Chattopadhyay Sreeparna
a Consultant at Ramalingaswami Centre on Health Inequalities, Public Health Foundation of India , Bangalore , India .
Reprod Health Matters. 2018;26(53):62-69. doi: 10.1080/09688080.2018.1502022. Epub 2018 Aug 22.
Institutional births in India, including the north eastern state of Assam, have increased steeply in the last decade such that 71% of all births now occur in facilities. Most analyses of disrespect and abuse during childbirth have largely framed the problem within a binary that juxtaposes all users of services in one category, subordinate to institutions and institutional actors. This commentary explores whether a different analysis is possible within a relational context where citizenship itself is graded, and not all marginal groups experience either the same form or the same intensity of mistreatment. Employing a historical lens including examining relations between non-elite groups, current discriminatory state policies and practices, and deepening conflicts over scarce resources, this commentary presents a more localised and granular understanding of how disrespect and abuse may manifest in institutional births in Assam. Experiences of disrespect and abuse during childbirth are mediated by axes of marginalities that are dynamic and non-isomorphic, shaped by state policies, the everyday practices of the citizens, the differential and unequal relations between the state and multiple marginal groups of citizens, and between citizens themselves. Reframing marginality in this way may lend itself to identifying sources of inequities that emanate from both within and outside of health systems, allowing for more sophisticated explorations of disrespect and abuse. This may help improve health systems to ensure that experience of childbirth is more humane, safe and respectful, independent of women's social identities and their locations in the larger political economy.

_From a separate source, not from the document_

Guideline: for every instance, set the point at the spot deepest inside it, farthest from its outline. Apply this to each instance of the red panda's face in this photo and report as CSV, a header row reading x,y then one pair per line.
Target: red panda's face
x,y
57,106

在印度,包括东北部的阿萨姆邦,机构分娩在过去十年中急剧增加,目前所有分娩中有71%是在医疗机构进行的。大多数关于分娩期间不尊重和虐待行为的分析,很大程度上是在一种二元框架内看待这个问题的,即将所有服务使用者归为一类,从属于医疗机构和机构工作人员。本评论探讨在一种关系背景下是否可能进行不同的分析,在这种背景下,公民身份本身是分级的,并非所有边缘群体都经历相同形式或相同程度的虐待。通过历史视角,包括审视非精英群体之间的关系、当前具有歧视性的国家政策和做法,以及围绕稀缺资源的冲突不断加剧的情况,本评论对阿萨姆邦机构分娩中不尊重和虐待行为可能如何表现提出了更本地化、更细致的理解。分娩期间不尊重和虐待的经历是由边缘化的轴线调节的,这些轴线是动态的且并非同构的,受到国家政策、公民的日常行为、国家与多个公民边缘群体之间以及公民自身之间不同且不平等的关系所塑造。以这种方式重新界定边缘化,可能有助于识别卫生系统内外产生的不公平根源,从而对不尊重和虐待行为进行更深入的探讨。这可能有助于改善卫生系统,以确保分娩体验更加人道、安全和受尊重,而不论妇女的社会身份及其在更大政治经济中的位置如何。